In the Yupik Eskimo dialect, the word for a white person is still Kass'aq , a derivative of Cossack. At the end of the 19 th and at the beginning of the 20 th century, religious Cyrillic books were published in Aleut, Yupik, and Tlingit first, in the old medieval script. Some of them did not have writing systems before see further ; others used the Mongolian the Buryats , the Arabic the Tatars, the Avars, the Kazakh , the Georgian the Abkhaz, part of the Ossetians or the Greek scripts the Alans or Ossetians, the Gagauz.

An Aleut Gospel with a parallel Russian text Source: www. A Tlingit Orthodox text with explanation in Russian Source: www. Many languages in Russia changed their alphabets several times in the 20 th century.

For example, in the s, the Komi language was written with the Molodtsov alphabet, derived from Cyrillic. It was replaced by the Latin alphabet in which was accepted for a short period by many other peoples , and later by the Cyrillic alphabet in the Komi Autonomous Soviet Socialist Republic.

For Karelian, a number of Cyrillic-based spelling systems were developed during the Soviet period, though none of them took off due to Stalin's suppression and outlawing of Karelian. Some of the languages are already extinct. Ter Sami which used the Cyrillic alphabet after the Second World War , in the northeast of the Kola Peninsula in Russia in was spoken only by two people.

As the words of that language could not be easily written by using either the Greek or Latin alphabets, Cyril decided to invent a new script, Glagolitic, which he based on the local dialect of the Slavic tribes from the Byzantine theme of Thessalonica.

The Glagolitic alphabet was displaced by the Cyrillic alphabet which augmented some letters from the Glagolitic alphabet developed at the Preslav Literary School in the First Bulgarian Empire and its usage was made official in Eventually the new script became the basis of alphabets used in various languages, especially those of Orthodox Slavic origin, and non-Slavic languages influenced by Russian and today it is used as the national script in various Slavic, Turkic, Mongolic and Iranic-speaking countries in Eastern Europe, the Caucasus, Central Asia and Northern Asia.
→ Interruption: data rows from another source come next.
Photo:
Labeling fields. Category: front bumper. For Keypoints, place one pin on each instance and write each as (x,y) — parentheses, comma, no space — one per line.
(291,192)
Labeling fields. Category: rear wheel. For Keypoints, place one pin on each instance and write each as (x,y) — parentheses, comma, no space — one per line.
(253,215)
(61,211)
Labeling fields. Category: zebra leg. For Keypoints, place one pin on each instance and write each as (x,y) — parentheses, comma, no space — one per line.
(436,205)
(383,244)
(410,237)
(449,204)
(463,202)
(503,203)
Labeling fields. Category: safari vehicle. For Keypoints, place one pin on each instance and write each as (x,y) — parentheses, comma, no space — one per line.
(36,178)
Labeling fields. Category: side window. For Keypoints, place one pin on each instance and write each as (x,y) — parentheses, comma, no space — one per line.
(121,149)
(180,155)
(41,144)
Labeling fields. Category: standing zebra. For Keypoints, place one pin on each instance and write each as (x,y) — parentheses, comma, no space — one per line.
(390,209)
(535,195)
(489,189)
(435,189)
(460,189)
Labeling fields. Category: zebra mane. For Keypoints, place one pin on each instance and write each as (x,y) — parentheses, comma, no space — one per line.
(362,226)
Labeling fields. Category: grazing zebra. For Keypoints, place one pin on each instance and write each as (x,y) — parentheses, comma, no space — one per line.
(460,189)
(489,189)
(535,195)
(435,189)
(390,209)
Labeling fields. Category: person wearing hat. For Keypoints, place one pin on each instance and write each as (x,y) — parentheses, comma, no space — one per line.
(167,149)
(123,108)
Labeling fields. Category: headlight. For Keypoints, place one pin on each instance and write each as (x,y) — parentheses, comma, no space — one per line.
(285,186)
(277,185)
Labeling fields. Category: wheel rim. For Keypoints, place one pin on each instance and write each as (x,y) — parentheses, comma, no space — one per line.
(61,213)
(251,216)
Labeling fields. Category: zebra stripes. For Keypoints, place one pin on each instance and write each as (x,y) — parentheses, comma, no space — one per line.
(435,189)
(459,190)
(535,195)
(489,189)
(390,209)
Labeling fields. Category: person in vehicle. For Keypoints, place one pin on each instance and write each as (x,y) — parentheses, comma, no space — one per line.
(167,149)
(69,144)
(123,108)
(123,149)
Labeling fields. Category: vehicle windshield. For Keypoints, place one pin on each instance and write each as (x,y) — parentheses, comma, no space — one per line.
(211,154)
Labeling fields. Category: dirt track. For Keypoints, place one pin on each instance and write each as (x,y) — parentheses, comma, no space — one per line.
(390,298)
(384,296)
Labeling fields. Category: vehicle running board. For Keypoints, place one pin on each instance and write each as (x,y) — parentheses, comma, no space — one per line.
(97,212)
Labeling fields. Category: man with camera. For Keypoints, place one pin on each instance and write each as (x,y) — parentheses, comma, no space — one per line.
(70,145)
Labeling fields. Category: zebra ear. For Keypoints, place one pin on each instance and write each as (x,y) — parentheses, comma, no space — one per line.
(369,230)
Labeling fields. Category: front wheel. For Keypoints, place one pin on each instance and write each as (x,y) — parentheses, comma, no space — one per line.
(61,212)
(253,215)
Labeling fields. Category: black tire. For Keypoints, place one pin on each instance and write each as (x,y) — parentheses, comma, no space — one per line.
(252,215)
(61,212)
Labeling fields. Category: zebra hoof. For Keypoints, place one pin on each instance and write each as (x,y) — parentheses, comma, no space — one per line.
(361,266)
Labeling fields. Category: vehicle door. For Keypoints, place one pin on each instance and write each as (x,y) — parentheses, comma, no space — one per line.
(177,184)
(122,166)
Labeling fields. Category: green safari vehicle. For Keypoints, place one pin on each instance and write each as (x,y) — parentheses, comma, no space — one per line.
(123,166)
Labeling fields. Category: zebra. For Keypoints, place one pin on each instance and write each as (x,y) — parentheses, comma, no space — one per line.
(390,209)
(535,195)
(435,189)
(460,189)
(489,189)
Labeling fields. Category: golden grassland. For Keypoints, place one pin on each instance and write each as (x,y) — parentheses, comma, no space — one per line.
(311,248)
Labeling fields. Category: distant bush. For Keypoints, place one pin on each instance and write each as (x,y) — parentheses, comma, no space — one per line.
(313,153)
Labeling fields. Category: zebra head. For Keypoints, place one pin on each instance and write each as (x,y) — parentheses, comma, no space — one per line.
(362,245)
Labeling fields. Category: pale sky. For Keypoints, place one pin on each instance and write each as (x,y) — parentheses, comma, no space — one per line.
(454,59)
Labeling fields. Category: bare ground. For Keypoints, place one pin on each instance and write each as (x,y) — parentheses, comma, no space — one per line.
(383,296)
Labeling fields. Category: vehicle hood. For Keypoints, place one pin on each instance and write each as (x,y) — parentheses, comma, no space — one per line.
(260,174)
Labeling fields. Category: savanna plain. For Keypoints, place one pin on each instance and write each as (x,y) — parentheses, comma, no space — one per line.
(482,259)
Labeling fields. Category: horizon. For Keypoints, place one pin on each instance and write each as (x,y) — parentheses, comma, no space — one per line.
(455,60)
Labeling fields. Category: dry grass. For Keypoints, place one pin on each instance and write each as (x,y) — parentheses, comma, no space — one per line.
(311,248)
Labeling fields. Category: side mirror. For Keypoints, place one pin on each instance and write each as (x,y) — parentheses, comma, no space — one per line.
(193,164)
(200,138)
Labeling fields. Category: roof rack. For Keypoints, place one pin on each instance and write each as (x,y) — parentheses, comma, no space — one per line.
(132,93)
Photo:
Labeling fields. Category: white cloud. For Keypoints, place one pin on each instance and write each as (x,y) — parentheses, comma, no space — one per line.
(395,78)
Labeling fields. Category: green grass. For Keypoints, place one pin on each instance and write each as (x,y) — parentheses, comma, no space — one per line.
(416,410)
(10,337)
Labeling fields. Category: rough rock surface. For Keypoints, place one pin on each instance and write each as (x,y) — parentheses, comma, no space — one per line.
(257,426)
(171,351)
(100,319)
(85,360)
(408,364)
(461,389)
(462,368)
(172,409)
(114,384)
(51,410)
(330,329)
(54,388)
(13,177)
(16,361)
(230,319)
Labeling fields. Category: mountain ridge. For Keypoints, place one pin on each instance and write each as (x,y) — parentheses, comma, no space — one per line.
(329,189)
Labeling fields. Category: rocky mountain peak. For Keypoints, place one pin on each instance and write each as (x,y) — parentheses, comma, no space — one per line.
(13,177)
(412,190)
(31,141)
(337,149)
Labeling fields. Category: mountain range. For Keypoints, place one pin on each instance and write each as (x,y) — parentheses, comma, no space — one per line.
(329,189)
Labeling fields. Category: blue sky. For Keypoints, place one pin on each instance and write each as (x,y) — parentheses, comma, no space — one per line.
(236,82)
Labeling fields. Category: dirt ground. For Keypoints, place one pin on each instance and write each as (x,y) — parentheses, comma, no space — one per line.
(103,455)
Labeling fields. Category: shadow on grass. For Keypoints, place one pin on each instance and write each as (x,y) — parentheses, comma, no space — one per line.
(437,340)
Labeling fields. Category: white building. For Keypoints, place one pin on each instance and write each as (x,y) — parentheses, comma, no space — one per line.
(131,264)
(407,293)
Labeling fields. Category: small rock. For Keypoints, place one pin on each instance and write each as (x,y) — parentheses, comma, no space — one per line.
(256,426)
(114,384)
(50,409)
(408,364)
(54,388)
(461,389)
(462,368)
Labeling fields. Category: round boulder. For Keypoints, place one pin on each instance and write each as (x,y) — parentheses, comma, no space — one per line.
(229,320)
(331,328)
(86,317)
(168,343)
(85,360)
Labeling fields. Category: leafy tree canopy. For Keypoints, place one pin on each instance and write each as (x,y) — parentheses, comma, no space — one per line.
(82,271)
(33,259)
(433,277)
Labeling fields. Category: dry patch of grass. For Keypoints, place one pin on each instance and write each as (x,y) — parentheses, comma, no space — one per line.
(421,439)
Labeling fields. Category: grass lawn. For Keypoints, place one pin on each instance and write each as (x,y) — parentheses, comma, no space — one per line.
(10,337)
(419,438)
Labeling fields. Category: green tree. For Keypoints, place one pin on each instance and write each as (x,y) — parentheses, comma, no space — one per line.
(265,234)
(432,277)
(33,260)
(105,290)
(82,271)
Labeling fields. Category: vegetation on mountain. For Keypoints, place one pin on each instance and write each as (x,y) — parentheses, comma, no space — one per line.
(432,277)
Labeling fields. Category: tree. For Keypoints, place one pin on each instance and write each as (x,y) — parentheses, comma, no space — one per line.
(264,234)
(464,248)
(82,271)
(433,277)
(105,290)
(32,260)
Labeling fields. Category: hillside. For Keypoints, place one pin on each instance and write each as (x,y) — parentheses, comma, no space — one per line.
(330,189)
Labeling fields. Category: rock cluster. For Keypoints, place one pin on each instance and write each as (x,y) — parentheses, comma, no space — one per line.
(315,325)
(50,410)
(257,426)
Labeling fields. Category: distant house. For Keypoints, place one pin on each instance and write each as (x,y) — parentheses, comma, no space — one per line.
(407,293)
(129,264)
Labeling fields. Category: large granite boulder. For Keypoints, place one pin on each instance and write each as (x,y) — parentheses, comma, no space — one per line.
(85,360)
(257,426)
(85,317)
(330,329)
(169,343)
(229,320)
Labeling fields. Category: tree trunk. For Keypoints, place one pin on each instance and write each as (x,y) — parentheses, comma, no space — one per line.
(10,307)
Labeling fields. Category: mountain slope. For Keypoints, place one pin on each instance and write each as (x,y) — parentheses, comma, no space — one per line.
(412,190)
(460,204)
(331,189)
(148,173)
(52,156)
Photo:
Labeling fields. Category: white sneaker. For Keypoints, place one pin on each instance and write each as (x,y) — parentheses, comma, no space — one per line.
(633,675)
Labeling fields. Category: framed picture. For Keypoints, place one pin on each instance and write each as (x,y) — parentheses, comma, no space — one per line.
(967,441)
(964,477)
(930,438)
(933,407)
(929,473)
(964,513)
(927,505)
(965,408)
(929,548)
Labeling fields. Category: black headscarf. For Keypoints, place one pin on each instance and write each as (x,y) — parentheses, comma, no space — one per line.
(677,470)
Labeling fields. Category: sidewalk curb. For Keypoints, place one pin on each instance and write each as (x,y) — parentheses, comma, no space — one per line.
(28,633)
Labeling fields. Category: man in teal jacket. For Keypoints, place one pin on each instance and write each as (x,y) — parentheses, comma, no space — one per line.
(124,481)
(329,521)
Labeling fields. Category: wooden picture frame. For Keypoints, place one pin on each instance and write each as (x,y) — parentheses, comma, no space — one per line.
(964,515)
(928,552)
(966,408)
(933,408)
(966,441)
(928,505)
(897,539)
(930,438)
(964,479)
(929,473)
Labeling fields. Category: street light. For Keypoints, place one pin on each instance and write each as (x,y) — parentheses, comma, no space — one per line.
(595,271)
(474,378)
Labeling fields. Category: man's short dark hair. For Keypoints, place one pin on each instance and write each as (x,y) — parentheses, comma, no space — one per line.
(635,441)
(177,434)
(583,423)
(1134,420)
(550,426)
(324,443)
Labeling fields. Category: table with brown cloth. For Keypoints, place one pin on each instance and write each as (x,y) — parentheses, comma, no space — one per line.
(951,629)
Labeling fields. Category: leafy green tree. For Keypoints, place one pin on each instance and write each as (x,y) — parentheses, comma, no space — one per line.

As of , around million people in Eurasia use it as the official alphabet for their national languages, with Russia accounting for about half of them. See Cyrillic numerals , Titlo. Several diacritics , adopted from Polytonic Greek orthography, were also used these may not appear correctly in all web browsers; they are supposed to be directly above the letter, not off to its upper right :. Media related to early Cyrillic alphabet at Wikimedia Commons. Wikimedia Foundation. Its first version was originally developed by… … Wikipedia.

Languages written in a Cyrillic alphabet — This is a list of languages that have been written in the Cyrillic script at one time or another. See also early Cyrillic alphabet. Distribution of the Cyrillic script worldwide. The dark green shows the countries that use Cyrillic as the one… … Wikipedia.

Cyrillic — For Unicode block, see Cyrillic Unicode block. Cyrillic … Wikipedia.